Mais revenons à la tendance Groucho Marx. Le fait est que certains d’entre nous, peut-être beaucoup, ne parviennent pas à apprécier pleinement ces amis qui les chérissent. Les amitiés « faciles » peuvent être perçues comme en quelque sorte moins précieuses, moins une conquête.
On peut se demander ce que Groucho Marx doit penser de lui-même s’il croit qu’aucun club qui l’aurait voulu ne vaut la peine d’appartenir. Nous n’avons pas besoin d’être comme les narcissiques qui pensent que l’intérêt d’un club pour eux montre le plus grand discernement et le plus grand goût afin de reconnaître un problème de ne pas chérir ceux qui nous chérissent, y compris un problème pour notre propre image de soi.

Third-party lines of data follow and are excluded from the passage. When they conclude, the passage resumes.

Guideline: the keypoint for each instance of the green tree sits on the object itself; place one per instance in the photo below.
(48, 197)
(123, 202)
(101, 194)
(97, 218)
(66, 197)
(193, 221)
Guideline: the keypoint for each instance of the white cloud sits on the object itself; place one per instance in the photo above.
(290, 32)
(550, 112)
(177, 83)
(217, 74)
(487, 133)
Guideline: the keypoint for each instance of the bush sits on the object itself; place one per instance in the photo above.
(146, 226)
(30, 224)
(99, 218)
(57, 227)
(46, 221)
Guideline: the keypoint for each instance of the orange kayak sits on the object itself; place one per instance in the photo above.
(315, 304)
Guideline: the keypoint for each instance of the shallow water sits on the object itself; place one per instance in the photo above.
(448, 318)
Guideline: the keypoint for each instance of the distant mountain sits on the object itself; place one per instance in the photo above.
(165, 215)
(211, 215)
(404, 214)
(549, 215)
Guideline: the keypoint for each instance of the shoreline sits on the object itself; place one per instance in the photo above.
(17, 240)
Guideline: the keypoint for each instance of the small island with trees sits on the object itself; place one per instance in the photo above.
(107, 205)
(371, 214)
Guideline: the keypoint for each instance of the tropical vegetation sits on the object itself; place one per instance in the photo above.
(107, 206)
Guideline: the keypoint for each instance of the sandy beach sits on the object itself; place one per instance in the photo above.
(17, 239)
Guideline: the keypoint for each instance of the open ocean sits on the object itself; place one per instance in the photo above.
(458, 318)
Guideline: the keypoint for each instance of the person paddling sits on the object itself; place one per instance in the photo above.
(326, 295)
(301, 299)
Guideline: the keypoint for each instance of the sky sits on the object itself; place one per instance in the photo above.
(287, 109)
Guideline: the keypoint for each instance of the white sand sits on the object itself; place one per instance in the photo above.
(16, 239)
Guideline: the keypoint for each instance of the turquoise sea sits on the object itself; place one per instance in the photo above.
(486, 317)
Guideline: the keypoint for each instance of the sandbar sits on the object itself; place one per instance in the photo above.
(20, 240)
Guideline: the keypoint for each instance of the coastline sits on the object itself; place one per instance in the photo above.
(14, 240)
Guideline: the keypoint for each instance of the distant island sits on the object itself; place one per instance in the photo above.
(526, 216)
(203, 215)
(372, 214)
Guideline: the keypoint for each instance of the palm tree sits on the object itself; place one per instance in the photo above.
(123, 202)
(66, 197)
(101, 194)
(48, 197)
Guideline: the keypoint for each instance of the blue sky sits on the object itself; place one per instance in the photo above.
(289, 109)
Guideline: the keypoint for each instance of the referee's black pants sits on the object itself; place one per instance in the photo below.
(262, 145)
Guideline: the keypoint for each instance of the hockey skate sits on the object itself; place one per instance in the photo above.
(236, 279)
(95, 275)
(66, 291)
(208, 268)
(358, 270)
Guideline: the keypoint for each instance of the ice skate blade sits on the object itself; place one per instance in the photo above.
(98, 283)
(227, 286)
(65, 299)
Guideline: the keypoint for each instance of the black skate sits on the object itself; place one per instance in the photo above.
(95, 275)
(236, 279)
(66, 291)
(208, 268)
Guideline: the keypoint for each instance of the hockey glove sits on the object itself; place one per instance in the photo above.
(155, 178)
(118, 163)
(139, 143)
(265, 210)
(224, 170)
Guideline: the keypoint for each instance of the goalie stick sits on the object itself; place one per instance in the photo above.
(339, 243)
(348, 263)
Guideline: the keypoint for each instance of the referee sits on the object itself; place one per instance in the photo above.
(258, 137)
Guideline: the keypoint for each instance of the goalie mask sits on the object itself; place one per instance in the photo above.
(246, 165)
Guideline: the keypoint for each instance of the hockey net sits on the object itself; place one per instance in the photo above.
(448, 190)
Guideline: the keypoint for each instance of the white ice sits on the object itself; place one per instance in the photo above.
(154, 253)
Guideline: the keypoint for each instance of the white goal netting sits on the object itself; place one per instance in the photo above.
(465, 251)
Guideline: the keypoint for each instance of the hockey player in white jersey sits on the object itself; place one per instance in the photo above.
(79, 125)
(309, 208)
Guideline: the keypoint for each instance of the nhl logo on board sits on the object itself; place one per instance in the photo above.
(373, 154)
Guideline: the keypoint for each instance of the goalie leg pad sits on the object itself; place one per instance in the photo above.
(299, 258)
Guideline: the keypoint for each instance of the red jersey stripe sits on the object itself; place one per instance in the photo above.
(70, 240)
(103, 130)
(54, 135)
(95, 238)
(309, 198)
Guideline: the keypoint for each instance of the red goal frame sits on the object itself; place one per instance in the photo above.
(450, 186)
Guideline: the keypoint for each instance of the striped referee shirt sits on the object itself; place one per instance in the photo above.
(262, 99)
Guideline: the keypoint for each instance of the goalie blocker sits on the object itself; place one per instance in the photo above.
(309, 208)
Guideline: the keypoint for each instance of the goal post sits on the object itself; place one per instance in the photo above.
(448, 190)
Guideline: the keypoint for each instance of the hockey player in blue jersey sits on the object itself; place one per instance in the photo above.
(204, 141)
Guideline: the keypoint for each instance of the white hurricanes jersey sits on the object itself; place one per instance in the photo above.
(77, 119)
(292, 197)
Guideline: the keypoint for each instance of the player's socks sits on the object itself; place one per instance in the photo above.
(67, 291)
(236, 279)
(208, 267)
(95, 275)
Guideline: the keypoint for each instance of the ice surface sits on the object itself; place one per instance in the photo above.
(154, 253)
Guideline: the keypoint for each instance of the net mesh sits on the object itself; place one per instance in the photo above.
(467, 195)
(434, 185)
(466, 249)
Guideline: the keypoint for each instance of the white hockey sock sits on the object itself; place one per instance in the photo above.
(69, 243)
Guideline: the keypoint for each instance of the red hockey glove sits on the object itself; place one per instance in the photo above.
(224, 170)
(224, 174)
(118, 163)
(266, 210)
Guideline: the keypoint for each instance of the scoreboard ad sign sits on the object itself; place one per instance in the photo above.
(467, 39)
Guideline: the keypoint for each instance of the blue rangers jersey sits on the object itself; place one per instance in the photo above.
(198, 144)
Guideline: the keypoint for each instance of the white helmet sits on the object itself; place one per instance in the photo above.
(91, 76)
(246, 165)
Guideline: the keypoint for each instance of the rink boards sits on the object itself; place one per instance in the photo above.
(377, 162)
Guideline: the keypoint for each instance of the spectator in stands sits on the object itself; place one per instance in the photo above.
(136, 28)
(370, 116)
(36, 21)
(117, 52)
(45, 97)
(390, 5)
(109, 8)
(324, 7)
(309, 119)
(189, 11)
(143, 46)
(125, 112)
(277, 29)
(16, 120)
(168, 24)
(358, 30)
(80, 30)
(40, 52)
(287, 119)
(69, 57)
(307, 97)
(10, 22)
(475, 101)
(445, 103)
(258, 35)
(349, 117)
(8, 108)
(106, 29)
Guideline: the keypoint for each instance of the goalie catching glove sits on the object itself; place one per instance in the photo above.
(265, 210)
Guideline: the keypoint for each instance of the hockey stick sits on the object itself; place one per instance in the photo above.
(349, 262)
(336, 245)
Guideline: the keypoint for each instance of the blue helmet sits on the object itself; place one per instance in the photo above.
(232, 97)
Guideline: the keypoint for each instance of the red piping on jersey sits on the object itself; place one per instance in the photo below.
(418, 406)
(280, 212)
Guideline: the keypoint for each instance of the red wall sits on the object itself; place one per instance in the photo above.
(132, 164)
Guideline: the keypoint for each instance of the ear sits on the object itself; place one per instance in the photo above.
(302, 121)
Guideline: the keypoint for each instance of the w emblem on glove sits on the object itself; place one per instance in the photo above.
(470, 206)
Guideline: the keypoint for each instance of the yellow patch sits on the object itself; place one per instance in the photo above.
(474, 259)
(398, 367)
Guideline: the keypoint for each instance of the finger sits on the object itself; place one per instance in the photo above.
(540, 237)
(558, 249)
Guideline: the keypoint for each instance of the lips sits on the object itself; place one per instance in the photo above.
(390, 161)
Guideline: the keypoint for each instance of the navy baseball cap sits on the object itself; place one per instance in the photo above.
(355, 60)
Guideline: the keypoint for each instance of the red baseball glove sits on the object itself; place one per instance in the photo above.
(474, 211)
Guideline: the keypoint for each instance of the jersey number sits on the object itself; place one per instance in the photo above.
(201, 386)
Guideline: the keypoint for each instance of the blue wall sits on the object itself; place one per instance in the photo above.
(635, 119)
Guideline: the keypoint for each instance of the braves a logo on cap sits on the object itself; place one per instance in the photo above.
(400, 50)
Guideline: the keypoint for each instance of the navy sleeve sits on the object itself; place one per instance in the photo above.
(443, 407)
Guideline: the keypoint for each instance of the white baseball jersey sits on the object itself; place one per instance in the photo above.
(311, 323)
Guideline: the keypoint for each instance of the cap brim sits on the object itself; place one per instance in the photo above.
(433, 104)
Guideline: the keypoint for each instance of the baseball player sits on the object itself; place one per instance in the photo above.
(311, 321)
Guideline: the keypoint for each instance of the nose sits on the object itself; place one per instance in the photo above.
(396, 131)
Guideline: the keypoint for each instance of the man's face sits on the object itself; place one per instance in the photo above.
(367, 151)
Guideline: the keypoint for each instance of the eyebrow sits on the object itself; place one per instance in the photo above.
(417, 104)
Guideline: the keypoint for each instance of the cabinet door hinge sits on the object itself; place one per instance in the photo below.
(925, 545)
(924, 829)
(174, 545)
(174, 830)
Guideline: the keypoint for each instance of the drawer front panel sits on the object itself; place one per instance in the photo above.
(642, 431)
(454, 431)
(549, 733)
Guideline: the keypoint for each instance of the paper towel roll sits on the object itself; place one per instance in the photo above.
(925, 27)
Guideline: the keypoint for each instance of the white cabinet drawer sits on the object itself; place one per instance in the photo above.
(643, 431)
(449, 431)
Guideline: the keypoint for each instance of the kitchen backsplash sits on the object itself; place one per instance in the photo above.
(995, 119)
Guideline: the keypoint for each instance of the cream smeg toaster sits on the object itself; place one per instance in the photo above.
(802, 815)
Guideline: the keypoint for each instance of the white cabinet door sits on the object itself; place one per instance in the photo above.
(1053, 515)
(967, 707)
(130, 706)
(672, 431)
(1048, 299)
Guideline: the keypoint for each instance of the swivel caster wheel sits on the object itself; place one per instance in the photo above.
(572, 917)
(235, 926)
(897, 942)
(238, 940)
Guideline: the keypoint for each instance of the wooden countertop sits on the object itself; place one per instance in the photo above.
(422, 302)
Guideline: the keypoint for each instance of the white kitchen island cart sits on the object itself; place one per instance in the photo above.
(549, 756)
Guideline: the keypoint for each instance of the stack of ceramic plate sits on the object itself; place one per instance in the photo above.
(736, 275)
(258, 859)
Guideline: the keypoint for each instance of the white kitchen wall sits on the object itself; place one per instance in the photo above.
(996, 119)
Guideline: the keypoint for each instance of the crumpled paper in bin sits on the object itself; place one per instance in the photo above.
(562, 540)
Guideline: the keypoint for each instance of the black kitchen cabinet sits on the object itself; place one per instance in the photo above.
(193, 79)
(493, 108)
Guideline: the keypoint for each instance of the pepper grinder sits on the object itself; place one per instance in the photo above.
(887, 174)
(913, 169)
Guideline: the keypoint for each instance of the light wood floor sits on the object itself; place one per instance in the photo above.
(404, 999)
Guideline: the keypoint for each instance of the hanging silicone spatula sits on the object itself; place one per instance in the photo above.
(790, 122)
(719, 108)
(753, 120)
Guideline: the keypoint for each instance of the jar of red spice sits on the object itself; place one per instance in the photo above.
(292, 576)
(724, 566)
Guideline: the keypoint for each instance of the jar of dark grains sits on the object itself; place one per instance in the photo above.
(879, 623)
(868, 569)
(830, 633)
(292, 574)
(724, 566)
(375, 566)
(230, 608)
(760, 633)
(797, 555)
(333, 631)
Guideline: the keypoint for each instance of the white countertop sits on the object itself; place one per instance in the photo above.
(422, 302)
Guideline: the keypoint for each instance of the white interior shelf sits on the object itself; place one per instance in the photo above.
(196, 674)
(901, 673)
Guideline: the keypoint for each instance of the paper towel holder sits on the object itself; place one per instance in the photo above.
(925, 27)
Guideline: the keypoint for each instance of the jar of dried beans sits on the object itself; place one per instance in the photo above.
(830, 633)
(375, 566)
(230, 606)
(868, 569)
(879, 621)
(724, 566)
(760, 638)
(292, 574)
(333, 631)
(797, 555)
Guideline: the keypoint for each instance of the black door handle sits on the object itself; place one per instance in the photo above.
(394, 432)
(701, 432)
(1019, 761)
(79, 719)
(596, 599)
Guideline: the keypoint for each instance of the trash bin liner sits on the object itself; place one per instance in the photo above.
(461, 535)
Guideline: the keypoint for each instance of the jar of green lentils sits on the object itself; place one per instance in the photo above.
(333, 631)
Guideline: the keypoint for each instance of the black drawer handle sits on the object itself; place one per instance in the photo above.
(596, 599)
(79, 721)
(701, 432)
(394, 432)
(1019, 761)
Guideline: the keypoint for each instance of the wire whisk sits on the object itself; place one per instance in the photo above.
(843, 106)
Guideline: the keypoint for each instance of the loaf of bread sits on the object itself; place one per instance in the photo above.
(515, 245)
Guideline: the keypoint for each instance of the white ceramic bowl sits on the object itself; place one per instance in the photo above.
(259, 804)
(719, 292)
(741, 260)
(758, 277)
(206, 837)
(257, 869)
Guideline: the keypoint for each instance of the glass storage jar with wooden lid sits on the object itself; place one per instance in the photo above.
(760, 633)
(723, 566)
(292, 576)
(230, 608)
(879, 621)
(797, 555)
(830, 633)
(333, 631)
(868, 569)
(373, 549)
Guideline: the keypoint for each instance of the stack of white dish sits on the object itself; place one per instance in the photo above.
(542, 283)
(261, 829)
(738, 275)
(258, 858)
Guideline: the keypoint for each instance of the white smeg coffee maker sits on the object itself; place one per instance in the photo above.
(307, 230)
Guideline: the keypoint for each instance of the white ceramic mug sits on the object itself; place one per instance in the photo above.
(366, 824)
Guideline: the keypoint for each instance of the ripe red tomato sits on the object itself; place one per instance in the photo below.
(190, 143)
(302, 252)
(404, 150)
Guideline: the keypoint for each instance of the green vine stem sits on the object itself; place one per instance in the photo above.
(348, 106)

Mais le point le plus important que je souhaite faire est le suivant : lorsqu’il s’agit de personnes et à quel point leur amitié est désirable, la question clé est de savoir dans quelle mesure nous pouvons nous comprendre, et non à quel point il est facile ou difficile de garantir leur intérêt à socialiser avec nous. C’est parce qu’il est peu probable que nous obtenions une satisfaction profonde en passant du temps avec ceux avec qui nous ne pouvons pas communiquer à un niveau plus profond, ceux avec qui nous n’avons pas cette compréhension un peu mystérieuse qui existe entre de bons amis, la capacité de ” pour « attraper » l’autre, et que l’autre fasse de même pour nous à son tour.
Avec la bonne personne, ce genre de compréhension n’est pas difficile à réaliser et parfois, il peut être presque instantané, ce qui le rend mystérieux. Il est probablement juste de dire qu’une capacité déficiente à apprécier la profondeur de l’intimité entre nous et un bon ami – et une volonté de rechercher plutôt une communication superficielle avec un autre hostile – n’est pas un oubli ordinaire. C’est un échec à chérir un cadeau et un miracle.